Interchange-plus pricing structures include an interchange rate, which varies by credit card network, plus a set markup. This can be transparent, but also challenging to predict your payment processing costs.

You can save money when customers pay with cards that have lower interchange rates.

If this caught your attention, see: Uniform Electronic Transaction Act

Key Concepts

To accept credit card payments, you'll need to understand the key concepts involved.

You'll need a merchant account to process credit card transactions.

Credit card transactions involve a payment gateway, which acts as a middleman between your business and the credit card company.

Security is a top priority, with credit card transactions requiring encryption and tokenization to protect sensitive information.

A payment processor handles the technical aspects of credit card transactions, making it easier for your business to accept payments.

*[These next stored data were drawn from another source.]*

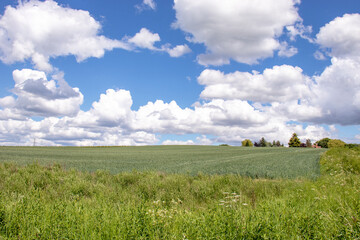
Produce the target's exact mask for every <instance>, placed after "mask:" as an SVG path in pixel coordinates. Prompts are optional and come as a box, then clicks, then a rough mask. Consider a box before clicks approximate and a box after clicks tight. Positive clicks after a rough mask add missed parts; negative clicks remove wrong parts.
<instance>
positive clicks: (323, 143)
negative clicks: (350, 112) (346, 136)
mask: <svg viewBox="0 0 360 240" xmlns="http://www.w3.org/2000/svg"><path fill="white" fill-rule="evenodd" d="M329 141H330V138H323V139H321V140H319V141H317V142H316V143H317V145H318V146H320V147H322V148H328V143H329Z"/></svg>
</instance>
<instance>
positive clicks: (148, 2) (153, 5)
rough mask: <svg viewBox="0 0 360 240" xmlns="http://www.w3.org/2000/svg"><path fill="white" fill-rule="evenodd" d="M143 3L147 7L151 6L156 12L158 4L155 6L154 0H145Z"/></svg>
mask: <svg viewBox="0 0 360 240" xmlns="http://www.w3.org/2000/svg"><path fill="white" fill-rule="evenodd" d="M143 3H144V4H145V5H147V6H149V7H150V8H151V9H153V10H155V8H156V4H155V2H154V0H144V2H143Z"/></svg>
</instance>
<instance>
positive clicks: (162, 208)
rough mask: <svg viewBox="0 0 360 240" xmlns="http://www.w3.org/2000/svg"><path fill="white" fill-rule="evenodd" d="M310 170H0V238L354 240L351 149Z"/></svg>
mask: <svg viewBox="0 0 360 240" xmlns="http://www.w3.org/2000/svg"><path fill="white" fill-rule="evenodd" d="M281 150H282V149H281ZM221 151H225V150H221ZM244 151H245V150H244ZM250 151H255V152H256V151H260V152H261V151H264V150H262V149H261V150H258V149H253V150H250ZM267 151H279V150H277V149H275V150H274V149H266V151H265V152H267ZM255 152H254V153H255ZM279 153H281V151H280V152H279ZM294 153H296V151H294ZM319 153H320V152H317V154H319ZM317 156H319V155H317ZM19 159H20V158H19ZM259 161H260V160H259ZM263 161H268V160H267V158H264V159H263ZM278 161H281V160H278ZM294 161H295V160H294ZM255 162H256V161H255ZM316 162H317V163H318V164H319V165H320V176H319V177H317V178H316V179H312V178H306V177H304V176H303V177H298V178H296V179H288V178H274V179H269V178H253V177H249V176H242V175H239V174H208V173H197V174H194V175H191V174H183V173H166V172H160V171H131V172H121V173H117V174H112V173H110V172H109V171H106V170H96V171H94V172H92V171H79V170H76V169H75V168H72V169H68V168H64V167H63V166H62V165H61V164H47V165H40V164H39V163H35V164H30V165H23V164H18V163H16V162H8V161H6V162H5V161H4V162H3V163H1V164H0V239H359V236H360V188H359V186H360V175H359V174H360V149H345V148H341V149H331V150H329V151H326V152H323V154H322V155H321V158H320V161H319V159H317V160H316ZM279 165H281V164H279Z"/></svg>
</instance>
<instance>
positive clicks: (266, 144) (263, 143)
mask: <svg viewBox="0 0 360 240" xmlns="http://www.w3.org/2000/svg"><path fill="white" fill-rule="evenodd" d="M259 145H260V147H266V146H268V143H267V142H266V140H265V138H263V137H262V138H261V139H260V142H259Z"/></svg>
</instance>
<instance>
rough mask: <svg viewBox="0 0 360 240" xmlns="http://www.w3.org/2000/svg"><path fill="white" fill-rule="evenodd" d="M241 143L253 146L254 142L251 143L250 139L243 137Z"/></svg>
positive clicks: (241, 144) (250, 140) (248, 145)
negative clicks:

You'll also need to comply with Payment Card Industry Data Security Standard (PCI DSS) regulations to ensure the security of credit card transactions.

Frequently Asked Questions

How can I accept credit card payment without a machine?

You can accept credit card payments without a machine by using a payment processing app on your smartphone, which allows you to manually input or scan card details for secure in-person transactions. Consider installing a PSP's app to start taking card payments today.

What is the cheapest way to receive a credit card payment?

Consider 'zero-cost' credit card processing, which can save your small business money on fees. Look for a payment processor with a favorable pricing structure and no additional fees for the cheapest option

What are the disadvantages of accepting card payments?

Accepting card payments comes with some potential downsides, including costs and increased exposure to fraud. Understanding these risks can help you make informed decisions about your payment options.

How are credit card payments processed online?

Here's how online credit card payments work: The payment process involves a series of steps, from the merchant to the issuing bank, with various parties involved, including payment processors and card associations.

Teri Little

Writer

Teri Little is a seasoned writer with a passion for delivering insightful and engaging content to readers worldwide. With a keen eye for detail and a knack for storytelling, Teri has established herself as a trusted voice in the realm of financial markets news. Her articles have been featured in various publications, offering readers a unique perspective on market trends, economic analysis, and industry insights.